13
votes

When I use google colab I get this error more than once and randomly Sometimes it works and sometimes not

OSError: [Errno 5] Input/output error

is this error occur when I interface with google drive ? any solutions for this bug

4

4 Answers

9
votes

From the FAQ --

Google Drive operations can time out when the number of files or subfolders in a folder grows too large. If thousands of items are directly contained in the top-level "My Drive" folder then mounting the drive will likely time out. Repeated attempts may eventually succeed as failed attempts cache partial state locally before timing out. If you encounter this problem, try moving files and folders directly contained in "My Drive" into sub-folders. A similar problem can occur when reading from other folders after a successfuldrive.mount(). Accessing items in any folder containing many items can cause errors like OSError: [Errno 5] Input/output error (python 3) or IOError: [Errno 5] Input/output error (python 2). Again, you can fix this problem by moving directly contained items into sub-folders.

2
votes

I ran into this error while using os.listdir on a google drive folder that had over 5.5k files in it, and a little window in the bottom left corner of my colab notebook popped up saying a timeout had occurred.

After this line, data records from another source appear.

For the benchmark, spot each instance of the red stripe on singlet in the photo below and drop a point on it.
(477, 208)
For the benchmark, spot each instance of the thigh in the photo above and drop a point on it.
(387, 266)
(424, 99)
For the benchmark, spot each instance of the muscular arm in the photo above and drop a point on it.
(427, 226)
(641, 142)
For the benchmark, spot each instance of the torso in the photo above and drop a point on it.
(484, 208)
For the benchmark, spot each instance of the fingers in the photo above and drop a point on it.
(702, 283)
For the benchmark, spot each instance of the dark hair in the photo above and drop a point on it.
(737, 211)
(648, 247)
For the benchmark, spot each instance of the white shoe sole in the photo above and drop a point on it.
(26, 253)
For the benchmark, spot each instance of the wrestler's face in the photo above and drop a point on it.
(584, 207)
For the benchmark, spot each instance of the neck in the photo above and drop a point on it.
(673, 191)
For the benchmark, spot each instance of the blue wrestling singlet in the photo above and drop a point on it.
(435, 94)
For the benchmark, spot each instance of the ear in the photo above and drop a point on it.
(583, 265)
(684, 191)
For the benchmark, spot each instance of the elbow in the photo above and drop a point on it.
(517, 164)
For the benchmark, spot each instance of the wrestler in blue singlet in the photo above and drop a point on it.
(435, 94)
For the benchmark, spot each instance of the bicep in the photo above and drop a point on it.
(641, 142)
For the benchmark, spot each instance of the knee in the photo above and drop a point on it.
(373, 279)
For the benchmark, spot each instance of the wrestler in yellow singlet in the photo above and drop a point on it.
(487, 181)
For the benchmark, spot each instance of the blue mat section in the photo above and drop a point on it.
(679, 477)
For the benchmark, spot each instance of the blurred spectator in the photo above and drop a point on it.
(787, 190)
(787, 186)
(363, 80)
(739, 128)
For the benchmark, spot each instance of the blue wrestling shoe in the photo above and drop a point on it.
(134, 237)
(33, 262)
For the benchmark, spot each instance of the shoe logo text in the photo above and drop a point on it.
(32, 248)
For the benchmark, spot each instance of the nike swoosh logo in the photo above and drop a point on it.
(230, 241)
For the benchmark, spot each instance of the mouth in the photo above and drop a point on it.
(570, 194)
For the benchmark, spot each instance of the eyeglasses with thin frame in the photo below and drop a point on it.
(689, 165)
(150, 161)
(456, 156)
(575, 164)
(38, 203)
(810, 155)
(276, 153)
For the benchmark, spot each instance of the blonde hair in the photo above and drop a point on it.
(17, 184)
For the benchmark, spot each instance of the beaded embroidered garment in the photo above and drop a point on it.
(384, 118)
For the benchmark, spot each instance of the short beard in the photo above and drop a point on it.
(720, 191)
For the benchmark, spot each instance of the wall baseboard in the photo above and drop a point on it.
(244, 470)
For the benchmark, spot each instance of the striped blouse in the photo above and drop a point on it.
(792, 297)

Because I have Colab Pro, I tried switching my runtime Hardware Accelerator to a GPU and Runtime Shape to High-Ram. This fixed the problem for me. It might have been one or both of those options together, not sure.

The problem with the top answer is that you might need some simple functionality in Colab (like os.listdir) in order to efficiently move files and create sub-folders to achieve reduced folder contents. If you can't even list what's in a folder without a timeout error occurring, you may just need to upgrade to Colab Pro to gain those advanced runtime options for a more powerful computing environment.

0
votes

Another possible solution would be to save your files in a different (new folder) directory. I think @bob-smith's solution is one the best solutions for this problem, I am just showing a variation of the original solution which worked for me.

0
votes

I face it almost regularly along with a dialogue-

A Google Drive timeout has occurred (most recently at 12:46:20 PM). More info.

Sometimes if I run a code cell three times, the error doesn't occur anymore; sometimes I have to run the cell as much as 8-9 times to successfully execute it.

The problem always happens during the data loading, as expected. In the data loading cell, I usually have splitting, item transforms, and batch transforms defined. So they add extra time cost when running the cell multiple times.

What I do instead of running the data loading cell multiple times, I run an ls command on Bash using the ! method in a different cell. I usually look for a file (with a known file name) in the training directory and pass that pattern to a grep piped to the ls. Like so-

! ls /content/path/to/training/dr/ | grep xyz_001 # I *know* xyz_001 exists in a filename

If this cell executes successfully after n number of tries, and shows the desired filename in the output, the data loading cell runs successfully 100% of the time, and you can begin the training.

It is important to note that I am not running a ls with the entire training directory without a grep because that will always fail as my training directory sometimes have about 100k files.

This is an ugly hack but it works every time.